Had my client taken my professional advice before lodging a visa application, I would have told him to wait until he had his completion letter (incorrect as it was) before lodging and he would have been OK.

In a similar case I was able to satisfy the tribunal that my client had met the Australian Study Requirements before lodging his visa application, but not this time, due to the intransigence of the course provider.

In all the circumstances of the case, my client was perhaps not much worse off for having lodged a failed review application, except for $2.6K in in fees and costs and being unable to lodge another onshore application. There was no prospect that the course he was advised to take, would have let to permanent residence and he was able to work in Australia for just about the same time as a successful 485 application would have permitted.

I have sometimes been able to advise about a potentially more reliable and less costly path to permanent residence than study in Australia. It is impossible to predict which occupations will be on which list tomorrow, let alone some yeas in the future when a course of study has been completed.
*


----------



## niraaj (Apr 29, 2017)

gunpowder said:


> Yes, I already have a lawyer looking into this for me and I am waiting to hear back from them, but I just wanted to see what other people think as I've spoken to people who have given me drastically different responses.

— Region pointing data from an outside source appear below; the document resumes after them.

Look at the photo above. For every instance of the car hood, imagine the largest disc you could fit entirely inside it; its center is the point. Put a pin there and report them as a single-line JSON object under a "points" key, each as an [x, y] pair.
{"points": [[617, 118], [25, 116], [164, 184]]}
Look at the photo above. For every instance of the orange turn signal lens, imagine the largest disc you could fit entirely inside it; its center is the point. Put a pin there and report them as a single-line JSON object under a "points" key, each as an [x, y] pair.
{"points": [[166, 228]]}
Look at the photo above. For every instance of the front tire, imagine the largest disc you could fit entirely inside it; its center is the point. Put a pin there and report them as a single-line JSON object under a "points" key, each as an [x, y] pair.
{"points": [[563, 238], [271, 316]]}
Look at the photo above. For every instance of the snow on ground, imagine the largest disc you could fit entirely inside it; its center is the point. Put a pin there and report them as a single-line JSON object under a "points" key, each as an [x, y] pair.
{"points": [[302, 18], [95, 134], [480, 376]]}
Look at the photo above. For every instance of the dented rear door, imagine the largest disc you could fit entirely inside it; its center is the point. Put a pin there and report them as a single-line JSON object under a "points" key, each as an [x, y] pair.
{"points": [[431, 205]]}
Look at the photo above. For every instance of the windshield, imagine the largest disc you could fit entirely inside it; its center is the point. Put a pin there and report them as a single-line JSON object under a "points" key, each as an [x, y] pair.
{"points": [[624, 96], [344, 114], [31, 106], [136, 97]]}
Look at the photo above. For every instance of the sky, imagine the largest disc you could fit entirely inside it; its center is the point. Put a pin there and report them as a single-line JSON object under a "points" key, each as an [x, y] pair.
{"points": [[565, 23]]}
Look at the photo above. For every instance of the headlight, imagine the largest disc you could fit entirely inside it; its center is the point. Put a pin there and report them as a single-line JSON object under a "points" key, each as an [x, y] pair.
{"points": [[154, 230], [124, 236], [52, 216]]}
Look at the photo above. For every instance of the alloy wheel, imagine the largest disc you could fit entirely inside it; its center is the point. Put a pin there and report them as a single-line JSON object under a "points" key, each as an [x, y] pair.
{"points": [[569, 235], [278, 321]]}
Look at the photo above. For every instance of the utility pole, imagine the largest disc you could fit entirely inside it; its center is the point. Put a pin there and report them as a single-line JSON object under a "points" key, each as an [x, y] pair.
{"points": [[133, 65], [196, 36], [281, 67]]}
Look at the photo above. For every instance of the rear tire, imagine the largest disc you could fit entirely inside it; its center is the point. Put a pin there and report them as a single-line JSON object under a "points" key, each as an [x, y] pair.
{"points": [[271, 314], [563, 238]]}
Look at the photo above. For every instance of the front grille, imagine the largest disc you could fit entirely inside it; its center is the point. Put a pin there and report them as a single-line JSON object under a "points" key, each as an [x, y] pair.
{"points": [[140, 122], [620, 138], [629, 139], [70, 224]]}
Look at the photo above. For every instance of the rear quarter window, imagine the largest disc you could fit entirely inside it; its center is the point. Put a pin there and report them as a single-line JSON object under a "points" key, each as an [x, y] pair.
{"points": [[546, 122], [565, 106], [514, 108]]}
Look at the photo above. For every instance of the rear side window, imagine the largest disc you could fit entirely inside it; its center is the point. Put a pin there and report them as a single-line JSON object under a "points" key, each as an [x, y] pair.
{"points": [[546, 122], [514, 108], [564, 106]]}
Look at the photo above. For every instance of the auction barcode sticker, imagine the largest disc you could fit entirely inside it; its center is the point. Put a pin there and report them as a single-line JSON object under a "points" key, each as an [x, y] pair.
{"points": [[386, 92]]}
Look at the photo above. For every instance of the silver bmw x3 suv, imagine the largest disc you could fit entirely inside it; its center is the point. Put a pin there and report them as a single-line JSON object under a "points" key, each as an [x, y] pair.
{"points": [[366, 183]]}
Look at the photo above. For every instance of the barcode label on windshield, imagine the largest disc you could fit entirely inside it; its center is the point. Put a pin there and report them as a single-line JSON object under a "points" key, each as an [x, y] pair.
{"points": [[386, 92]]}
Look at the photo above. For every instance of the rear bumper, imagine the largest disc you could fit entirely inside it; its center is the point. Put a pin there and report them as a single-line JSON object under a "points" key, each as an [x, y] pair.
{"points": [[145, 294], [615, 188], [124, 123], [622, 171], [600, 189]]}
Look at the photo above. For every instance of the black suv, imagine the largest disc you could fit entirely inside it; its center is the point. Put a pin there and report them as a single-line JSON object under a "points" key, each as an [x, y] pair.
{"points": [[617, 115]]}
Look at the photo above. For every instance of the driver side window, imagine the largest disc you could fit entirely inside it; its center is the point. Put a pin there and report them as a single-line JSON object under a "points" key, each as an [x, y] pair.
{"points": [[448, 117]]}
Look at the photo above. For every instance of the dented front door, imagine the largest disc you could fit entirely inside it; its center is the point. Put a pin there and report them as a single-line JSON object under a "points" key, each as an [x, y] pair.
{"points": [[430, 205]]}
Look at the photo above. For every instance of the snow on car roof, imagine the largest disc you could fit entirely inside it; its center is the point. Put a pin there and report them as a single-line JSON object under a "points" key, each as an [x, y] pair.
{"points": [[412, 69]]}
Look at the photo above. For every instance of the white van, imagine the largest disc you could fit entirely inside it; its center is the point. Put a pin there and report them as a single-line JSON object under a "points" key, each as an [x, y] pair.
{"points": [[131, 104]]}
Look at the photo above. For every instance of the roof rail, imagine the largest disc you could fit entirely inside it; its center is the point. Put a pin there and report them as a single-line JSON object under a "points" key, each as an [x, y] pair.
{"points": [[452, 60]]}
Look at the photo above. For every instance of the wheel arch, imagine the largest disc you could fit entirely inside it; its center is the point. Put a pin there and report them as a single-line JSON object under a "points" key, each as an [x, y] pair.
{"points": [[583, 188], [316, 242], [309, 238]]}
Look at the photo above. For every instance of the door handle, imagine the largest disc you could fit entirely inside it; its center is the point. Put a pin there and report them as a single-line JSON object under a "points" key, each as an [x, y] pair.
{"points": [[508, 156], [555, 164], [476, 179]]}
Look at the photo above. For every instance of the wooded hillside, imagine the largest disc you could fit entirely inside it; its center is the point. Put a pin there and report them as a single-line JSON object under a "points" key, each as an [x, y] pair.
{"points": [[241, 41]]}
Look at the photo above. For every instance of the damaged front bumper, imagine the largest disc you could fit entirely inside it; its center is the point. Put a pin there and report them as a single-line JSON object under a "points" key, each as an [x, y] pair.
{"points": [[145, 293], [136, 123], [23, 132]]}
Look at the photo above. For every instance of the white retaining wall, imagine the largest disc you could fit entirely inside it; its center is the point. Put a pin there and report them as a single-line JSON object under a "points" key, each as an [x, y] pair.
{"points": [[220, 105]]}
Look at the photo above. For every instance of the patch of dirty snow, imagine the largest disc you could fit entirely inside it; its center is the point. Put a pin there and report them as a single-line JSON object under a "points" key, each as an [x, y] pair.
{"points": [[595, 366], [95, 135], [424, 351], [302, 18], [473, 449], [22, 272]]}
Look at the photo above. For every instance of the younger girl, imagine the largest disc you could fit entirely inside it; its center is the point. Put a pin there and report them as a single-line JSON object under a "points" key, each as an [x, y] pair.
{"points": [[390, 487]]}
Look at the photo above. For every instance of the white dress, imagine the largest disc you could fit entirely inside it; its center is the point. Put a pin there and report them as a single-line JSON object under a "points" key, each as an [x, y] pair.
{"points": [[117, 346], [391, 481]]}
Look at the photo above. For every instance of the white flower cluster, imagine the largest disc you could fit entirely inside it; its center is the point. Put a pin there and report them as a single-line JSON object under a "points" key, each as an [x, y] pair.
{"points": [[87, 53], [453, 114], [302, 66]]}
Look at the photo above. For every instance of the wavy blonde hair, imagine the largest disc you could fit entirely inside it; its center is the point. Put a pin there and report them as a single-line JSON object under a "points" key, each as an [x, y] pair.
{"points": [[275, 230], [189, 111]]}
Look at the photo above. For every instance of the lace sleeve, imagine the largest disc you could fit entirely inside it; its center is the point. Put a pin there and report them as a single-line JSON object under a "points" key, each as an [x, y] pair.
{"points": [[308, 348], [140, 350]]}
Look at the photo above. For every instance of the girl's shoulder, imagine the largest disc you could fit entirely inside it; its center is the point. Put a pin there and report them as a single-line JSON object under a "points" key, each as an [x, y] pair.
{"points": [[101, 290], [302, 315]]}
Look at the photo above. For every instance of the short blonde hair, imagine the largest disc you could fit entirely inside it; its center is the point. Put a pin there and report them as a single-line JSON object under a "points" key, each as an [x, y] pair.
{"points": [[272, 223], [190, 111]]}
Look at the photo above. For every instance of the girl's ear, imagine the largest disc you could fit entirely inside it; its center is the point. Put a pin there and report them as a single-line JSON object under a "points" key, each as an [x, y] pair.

Did your lawyer solve the problem?? I just want to know the hearing.


----------



## niraaj (Apr 29, 2017)

gunpowder said:


> Hi all, I've just gotten a refusal for my 485 (Temporary Graduate) visa application and am seeking the advice of a lawyer, but thought it might be helpful to get some other perspectives.
> 
> Basically, the reason I was refused was that I applied for the visa 5 days before my 'official' course completion date stated on my completion letter and therefore did not technically meet the six month Australian study requirement (which seems ridiculous and pedantic but there you go). I applied on the 3rd August and my completion letter stated that my course completion date was 8th August.
> 
> ...


Did u won the case in AAT ... . Seek ur advise.


----------



## niraaj (Apr 29, 2017)

Di u won the case


----------



## niraaj (Apr 29, 2017)

Hope this case is already solved. Can any one thell me whats the decision. As my hearing is also approaching soon.


----------



## Suryateja (Aug 3, 2018)

*Fss*



niraaj said:


> Di u won the case


what happen with ur case.. did you win ???
I have to lodge the application in a week


----------



## grachipmunks (Jan 1, 2019)

Hi Niraaj,

do u mind telling me on how ur case turned out to be? I have a similar case and is seeking for advice on what is the best way to go right now.

thank you,
grace


----------



## grachipmunks (Jan 1, 2019)

hi suryateja,

how did ur case go? i have a very similar case and was wondering how the case turned out to be.

thanks,


----------



## grachipmunks (Jan 1, 2019)

hey gunpowder,

how did ur case end up to be? i have a very similar case and was wondering what is the best way to go now.

thanks,


----------